Fue entonces cuando se dio cuenta de que uno de los dos motores del reactor ardía en llamas.
Epílogo
Tres días después de ser liberado por la policía de la casa de la juez Rodríguez Lanchas, Daniel Paniagua quiso retomar sus sesiones de jogging por el parque cercano al Departamento de Musicología, pero descubrió que le dolía demasiado la nariz al trotar y optó por dar un simple paseo, en ropa de calle. Como ese día había olvidado el reproductor de mp3 en el despacho, pudo oír una voz familiar que le llamaba por la espalda:
– ¡Señor Paniagua!
Daniel se detuvo al instante para comprobar quién era y vio al hombre del puesto de perritos, que le dijo:
– ¡Casi no le reconozco! ¿Qué lleva usted en la nariz?
– Una férula. El otro día casi me dejan sin tabique nasal.
– ¡Es una celebridad! La prensa dice que ha sido clave para atrapar a los asesinos de la cabeza cortada.
– Si le digo la verdad, Antonio, preferiría haber sido menos clave y no haber estado a punto de perder la vida la otra noche.
– ¿Le pongo un hot-dog? -preguntó el del puesto, que ya había pinchado un pan en la barra sin esperar la respuesta de Daniel.
– ¿Un hot-dog?

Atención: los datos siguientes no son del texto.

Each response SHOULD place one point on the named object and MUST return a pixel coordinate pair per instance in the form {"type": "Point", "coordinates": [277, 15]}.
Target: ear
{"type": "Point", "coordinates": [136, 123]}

Creí que lo que usted vendía eran perritos calientes.
– Me parece más comercial llamarlos hot-dogs, las palabras inglesas están de moda. Y además -explicó el hombre señalando la sombrilla que protegía el carrito- perrito caliente no me cabe en el borde de la sombrilla y hot-dog sí. Bueno, qué ¿y ya es millonario? Porque los periódicos dicen que descubrió dónde estaba la Décima Sinfonía.
– El problema es que hubo otra persona que lo averiguó antes que yo, porque cuando la EUROPOL abrió la caja de seguridad del banco, esta estaba vacía.
– O sea, que se ha quedado a dos velas.
– Más o menos -dijo Daniel.
– Ya leí que a uno de los asesinos lo abatieron a balazos. Pero ¿y la juez? ¿La han pillado?